Salvador Amaya ultima la estatua dedicada a los españoles que defendieron Baler - ABC / Vídeo: Salvador Amaya esculpe a «los últimos de Filipinas»

«Baler demuestra que los españoles, unidos, son capaces de cosas increíbles»

Salvador Amaya presenta a ABC una nueva estatua sobre la gesta de los Últimos de Filipinas

ToledoActualizado:

Tres meses de duro trabajo han sido necesarios para saldar una deuda de más de un siglo. El escultor Salvador Amaya ultima estos días la pieza que, según afirma a ABC, ansiaba llevar a cabo desde hacía décadas: una estatua en memoria de los Últimos de Filipinas.

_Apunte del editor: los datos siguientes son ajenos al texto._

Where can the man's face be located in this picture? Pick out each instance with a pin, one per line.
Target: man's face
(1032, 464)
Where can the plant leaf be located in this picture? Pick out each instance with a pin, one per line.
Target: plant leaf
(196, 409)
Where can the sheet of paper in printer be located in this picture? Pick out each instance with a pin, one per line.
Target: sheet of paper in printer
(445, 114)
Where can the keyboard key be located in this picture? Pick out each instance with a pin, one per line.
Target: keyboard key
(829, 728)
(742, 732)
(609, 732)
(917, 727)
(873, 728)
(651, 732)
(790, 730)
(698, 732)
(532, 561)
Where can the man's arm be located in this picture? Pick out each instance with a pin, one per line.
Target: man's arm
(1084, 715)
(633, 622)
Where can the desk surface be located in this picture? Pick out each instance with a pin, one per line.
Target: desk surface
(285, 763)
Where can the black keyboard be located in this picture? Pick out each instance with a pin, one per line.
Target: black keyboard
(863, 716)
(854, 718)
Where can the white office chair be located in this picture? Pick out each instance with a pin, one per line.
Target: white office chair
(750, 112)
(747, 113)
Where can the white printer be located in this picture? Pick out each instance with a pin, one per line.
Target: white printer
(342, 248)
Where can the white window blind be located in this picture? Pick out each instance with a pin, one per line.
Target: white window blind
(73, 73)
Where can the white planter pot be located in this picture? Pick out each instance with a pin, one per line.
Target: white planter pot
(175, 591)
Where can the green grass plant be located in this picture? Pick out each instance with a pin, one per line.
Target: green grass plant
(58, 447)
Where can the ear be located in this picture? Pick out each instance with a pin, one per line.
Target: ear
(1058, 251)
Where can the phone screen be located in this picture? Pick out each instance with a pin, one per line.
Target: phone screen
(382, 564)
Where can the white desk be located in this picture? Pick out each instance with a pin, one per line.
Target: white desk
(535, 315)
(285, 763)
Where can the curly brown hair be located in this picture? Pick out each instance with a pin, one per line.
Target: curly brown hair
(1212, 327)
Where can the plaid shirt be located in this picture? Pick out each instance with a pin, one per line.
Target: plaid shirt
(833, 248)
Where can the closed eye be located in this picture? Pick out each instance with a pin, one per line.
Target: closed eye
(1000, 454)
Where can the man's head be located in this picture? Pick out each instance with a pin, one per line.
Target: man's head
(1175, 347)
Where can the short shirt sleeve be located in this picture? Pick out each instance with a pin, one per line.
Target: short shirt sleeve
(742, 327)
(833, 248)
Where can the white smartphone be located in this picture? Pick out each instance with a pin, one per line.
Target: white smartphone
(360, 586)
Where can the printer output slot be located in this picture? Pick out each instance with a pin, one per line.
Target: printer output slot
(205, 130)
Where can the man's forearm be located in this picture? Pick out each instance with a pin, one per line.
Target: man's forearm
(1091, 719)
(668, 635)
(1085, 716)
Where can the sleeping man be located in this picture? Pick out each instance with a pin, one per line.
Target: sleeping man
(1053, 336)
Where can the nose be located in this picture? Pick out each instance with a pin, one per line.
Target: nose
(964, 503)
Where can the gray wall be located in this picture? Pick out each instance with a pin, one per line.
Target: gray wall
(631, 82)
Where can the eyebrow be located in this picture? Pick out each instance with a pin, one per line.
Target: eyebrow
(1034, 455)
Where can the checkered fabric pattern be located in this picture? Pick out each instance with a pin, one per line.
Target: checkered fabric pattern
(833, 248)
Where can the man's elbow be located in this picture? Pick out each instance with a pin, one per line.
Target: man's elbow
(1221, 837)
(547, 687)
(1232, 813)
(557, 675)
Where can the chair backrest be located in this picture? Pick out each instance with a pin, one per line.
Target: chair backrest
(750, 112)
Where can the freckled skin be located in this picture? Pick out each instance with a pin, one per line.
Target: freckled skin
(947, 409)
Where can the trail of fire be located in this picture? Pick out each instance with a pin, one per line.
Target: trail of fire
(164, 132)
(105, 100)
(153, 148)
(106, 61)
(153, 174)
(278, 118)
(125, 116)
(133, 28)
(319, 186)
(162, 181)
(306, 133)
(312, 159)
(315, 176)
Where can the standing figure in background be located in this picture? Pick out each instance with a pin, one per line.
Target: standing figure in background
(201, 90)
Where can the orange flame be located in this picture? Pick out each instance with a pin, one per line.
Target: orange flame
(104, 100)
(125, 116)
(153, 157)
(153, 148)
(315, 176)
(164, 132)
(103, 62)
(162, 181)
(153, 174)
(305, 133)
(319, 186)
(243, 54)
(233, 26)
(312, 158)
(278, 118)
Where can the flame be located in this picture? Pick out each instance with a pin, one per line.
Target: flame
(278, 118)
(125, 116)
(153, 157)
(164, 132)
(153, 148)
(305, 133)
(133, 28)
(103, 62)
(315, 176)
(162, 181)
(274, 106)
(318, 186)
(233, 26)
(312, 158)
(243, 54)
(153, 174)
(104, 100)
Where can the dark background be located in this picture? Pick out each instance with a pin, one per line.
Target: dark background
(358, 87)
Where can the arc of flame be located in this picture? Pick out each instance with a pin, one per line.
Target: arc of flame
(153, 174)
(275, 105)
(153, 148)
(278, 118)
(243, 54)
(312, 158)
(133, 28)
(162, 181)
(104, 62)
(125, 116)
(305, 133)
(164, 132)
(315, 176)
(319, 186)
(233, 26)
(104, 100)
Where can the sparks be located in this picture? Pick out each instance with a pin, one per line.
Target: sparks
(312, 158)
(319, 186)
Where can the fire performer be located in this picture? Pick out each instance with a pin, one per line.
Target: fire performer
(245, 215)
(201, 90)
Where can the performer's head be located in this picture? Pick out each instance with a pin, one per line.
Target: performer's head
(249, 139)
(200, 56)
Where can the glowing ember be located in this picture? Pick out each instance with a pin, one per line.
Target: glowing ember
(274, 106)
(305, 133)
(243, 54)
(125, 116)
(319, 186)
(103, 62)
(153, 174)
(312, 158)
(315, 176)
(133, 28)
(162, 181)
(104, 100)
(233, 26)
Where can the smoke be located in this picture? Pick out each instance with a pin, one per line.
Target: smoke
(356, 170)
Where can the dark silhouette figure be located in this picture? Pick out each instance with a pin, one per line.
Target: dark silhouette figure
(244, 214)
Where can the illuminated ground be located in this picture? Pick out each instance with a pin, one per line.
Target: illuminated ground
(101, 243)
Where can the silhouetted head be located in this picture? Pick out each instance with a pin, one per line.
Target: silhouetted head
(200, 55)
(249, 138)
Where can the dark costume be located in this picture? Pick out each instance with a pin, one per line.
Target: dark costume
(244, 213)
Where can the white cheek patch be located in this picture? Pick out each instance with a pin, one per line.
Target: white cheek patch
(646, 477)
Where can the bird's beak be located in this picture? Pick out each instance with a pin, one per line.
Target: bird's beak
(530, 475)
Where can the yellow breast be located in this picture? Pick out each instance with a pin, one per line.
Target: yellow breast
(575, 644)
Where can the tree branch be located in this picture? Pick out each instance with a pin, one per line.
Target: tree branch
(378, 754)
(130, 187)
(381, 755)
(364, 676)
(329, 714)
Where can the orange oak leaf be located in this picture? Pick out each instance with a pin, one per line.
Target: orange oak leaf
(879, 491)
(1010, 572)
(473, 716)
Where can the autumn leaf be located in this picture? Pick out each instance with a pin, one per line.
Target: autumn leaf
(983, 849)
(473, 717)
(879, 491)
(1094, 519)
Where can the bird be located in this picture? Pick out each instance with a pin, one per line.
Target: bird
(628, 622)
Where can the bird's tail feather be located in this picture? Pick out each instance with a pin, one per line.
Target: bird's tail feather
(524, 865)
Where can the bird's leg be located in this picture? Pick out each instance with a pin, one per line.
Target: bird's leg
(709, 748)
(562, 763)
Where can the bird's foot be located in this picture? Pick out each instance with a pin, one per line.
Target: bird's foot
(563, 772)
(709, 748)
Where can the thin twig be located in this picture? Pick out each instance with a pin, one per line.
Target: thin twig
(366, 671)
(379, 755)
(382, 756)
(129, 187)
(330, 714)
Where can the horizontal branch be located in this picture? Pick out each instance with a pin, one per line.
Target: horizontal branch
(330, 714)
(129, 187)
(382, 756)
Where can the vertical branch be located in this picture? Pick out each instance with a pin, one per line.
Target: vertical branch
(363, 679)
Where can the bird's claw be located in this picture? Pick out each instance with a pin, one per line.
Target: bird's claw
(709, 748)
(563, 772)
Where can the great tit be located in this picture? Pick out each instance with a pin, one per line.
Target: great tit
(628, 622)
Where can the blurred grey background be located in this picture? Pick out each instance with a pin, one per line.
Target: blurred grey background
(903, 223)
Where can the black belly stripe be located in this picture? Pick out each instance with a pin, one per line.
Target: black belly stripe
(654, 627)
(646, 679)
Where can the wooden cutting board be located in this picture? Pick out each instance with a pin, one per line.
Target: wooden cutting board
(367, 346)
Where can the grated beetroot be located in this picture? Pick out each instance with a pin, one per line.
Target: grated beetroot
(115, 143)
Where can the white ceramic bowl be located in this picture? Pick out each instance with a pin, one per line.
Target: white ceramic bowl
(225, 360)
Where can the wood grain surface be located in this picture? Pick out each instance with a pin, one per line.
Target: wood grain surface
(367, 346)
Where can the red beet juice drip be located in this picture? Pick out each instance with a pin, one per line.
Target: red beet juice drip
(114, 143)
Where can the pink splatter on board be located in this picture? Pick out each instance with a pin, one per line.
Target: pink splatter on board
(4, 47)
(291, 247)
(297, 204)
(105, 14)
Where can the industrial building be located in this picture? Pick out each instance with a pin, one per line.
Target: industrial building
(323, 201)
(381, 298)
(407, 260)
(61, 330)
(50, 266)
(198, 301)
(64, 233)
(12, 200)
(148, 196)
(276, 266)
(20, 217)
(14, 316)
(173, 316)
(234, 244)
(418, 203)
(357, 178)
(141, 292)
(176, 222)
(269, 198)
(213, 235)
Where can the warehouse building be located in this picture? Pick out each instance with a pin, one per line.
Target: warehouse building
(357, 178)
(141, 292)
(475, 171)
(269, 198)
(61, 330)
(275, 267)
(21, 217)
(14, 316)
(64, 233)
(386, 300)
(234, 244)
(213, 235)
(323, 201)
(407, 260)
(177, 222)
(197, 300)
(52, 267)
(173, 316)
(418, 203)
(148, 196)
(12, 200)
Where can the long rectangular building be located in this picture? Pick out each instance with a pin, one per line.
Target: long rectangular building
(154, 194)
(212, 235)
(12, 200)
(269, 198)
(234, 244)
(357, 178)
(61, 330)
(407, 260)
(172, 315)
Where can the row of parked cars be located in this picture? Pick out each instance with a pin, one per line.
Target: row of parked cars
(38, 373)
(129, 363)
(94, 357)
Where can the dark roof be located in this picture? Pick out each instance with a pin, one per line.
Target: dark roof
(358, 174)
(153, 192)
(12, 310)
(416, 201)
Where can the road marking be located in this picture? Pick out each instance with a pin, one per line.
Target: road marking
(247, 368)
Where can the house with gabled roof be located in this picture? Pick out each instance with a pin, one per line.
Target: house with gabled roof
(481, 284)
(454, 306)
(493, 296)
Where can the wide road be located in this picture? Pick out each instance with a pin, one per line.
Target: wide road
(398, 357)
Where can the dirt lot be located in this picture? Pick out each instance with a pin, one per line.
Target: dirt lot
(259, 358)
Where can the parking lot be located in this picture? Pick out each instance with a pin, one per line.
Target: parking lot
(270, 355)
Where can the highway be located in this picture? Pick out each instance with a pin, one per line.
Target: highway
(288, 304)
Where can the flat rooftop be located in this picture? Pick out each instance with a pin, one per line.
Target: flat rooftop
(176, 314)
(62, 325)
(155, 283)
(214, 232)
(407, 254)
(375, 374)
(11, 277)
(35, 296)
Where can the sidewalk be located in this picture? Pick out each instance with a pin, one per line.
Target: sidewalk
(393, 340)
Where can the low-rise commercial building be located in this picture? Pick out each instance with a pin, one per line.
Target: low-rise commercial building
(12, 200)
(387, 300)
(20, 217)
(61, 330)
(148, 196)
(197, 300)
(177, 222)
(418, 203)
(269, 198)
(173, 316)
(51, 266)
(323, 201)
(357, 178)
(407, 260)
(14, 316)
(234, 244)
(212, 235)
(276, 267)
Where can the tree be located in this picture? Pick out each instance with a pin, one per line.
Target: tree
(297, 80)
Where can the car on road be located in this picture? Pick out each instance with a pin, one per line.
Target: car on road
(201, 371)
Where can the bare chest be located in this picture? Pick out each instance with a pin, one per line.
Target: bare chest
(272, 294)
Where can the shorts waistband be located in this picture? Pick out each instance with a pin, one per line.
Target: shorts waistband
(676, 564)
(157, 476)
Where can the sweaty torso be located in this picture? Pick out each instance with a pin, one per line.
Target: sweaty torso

El medio centenar de héroes que, durante más de un año, defendieron la pequeña iglesia de Baler (el único reducto de resistencia que quedaba en la región) de los cientos de enemigos que intentaron tomarla entre julio de 1898 y junio de 1899. Su gesta no impidió la pérdida de esta colonia. Tampoco la caída final de nuestro imperio. Pero sí demostró, como bien señala con orgullo el artista, que «los españoles, unidos, son capaces de cosas increíbles».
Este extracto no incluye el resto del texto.